Forma e Função na Arquitectura
Assisti à morte da Antiguidade Clássica no curso de arquitectura, ao tempo uma das "Belas-Artes" albergadas no Convento de S. Francisco. Morreu ao extinguir-se a cadeira de Desenho Arquitectónico com o advento da "Nova Reforma" em 1957.
O Arquitectónico era dominado por um tremendo professor que a zelosa contínua anunciava sempre com a sua vozinha tremula de pavor, como se aí viesse uma grande tempestade: "Vem aí o Mestre!"
E vinha! Quando o Mestre Luís Alexandre da Cunha, "Cunha Bruto" para nós, riscava nervosamente os desenhos traçados com desvelo e mina 4H na superfície imaculada e tensa do papel cavalinho, colado no contorno à prancheta como se fosse um tambor... se não descolasse ao secar, depois de ter sido bem humedecido para o efeito.
"Não tem expressão!", exclamava.
A expressão estava no traço e também nas proporções.
Segundo Vignola, cujo tratado seguiamos religiosamente, cada uma das cinco ordens tem as suas proporções que lhe dão expressão própria.
Um edifício que respeita as proporções da ordem dórica, tem o severo equilíbrio estético da ordem dórica, qualquer que seja o seu tamanho. Puro desenho geométrico, sem tempo nem lugar.
Mas quanto ao equilíbrio estático? Ou melhor, quanto à resistência.
Referindo o tamanho ao módulo, a secção, logo a sua resistência à compressão, varia com o quadrado do raio da coluna (o módulo) e o volume do conjunto, logo o peso próprio, varia com o cubo.
Não variando na forma e nos materiais, um edifício quatro vezes maior do que outro (com um módulo quatro vezes maior) é sessenta e quatro vezes mais pesado, mas as suas colunas são apenas dezasseis vezes mais resistentes!

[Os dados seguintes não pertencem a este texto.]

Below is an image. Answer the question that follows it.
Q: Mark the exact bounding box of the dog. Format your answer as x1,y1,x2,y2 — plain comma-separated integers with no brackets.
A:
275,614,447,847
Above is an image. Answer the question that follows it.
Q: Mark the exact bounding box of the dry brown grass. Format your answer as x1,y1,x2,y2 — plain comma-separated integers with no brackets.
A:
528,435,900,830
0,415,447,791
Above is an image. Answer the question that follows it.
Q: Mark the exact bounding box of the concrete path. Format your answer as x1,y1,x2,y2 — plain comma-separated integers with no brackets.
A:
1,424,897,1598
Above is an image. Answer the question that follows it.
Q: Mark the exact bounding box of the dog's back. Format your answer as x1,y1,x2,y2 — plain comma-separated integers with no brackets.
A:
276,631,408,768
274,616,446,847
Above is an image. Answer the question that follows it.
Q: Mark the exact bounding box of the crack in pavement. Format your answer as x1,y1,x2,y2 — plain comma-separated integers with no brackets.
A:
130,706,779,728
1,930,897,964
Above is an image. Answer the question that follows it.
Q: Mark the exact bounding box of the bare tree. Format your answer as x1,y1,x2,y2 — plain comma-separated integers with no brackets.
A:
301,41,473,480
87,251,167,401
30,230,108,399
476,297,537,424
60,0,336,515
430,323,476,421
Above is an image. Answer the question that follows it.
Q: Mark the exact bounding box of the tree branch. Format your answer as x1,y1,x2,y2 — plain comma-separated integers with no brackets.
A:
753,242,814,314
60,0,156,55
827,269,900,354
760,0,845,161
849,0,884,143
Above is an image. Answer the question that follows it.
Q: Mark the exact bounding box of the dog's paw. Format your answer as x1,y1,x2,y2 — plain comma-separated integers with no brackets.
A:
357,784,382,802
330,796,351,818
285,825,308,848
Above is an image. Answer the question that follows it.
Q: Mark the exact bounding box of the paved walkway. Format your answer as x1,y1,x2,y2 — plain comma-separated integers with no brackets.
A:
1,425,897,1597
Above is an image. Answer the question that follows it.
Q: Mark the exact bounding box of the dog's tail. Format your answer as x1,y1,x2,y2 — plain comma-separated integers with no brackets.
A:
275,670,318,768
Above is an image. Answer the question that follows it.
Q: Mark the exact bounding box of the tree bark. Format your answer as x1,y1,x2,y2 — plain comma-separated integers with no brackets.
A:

Aumentando o tamanho, o aumento da resistência não acompanha o aumento do peso próprio, até que chegamos ao edifício que ruirá sob o seu próprio peso!
O edifício será sempre equilibrado do ponto de vista estético considerado, mas não do ponto de vista estático.
Á semelhança estética não corresponde a semelhança estática, por efeito do princípio da similitude.
Pelo princípio da similitude, a forma não segue a função... ou a função não segue a forma.
Há um conflito a resolver. Por exemplo, modificando a resistência dos materiais e portanto os materiais. O uso da pedra em vez do tijolo nos grandes monumentos da arquitectura clássica talvez não fosse extranho a este embróglio da similitude.
Assim como hoje, a procura de leveza e transparencia, não é extranha á imperativa utilização de materiais como o aço e o betão armado em grandes edifícios e pontes.
Pergunta de algibeira a propósito das sombras na figura de Vignola: Estas sombras "clássicas" com projecção horizontal e vertical a 45º, são possíveis numa arcada a sul em Lisboa. Mas em que meses e a que horas?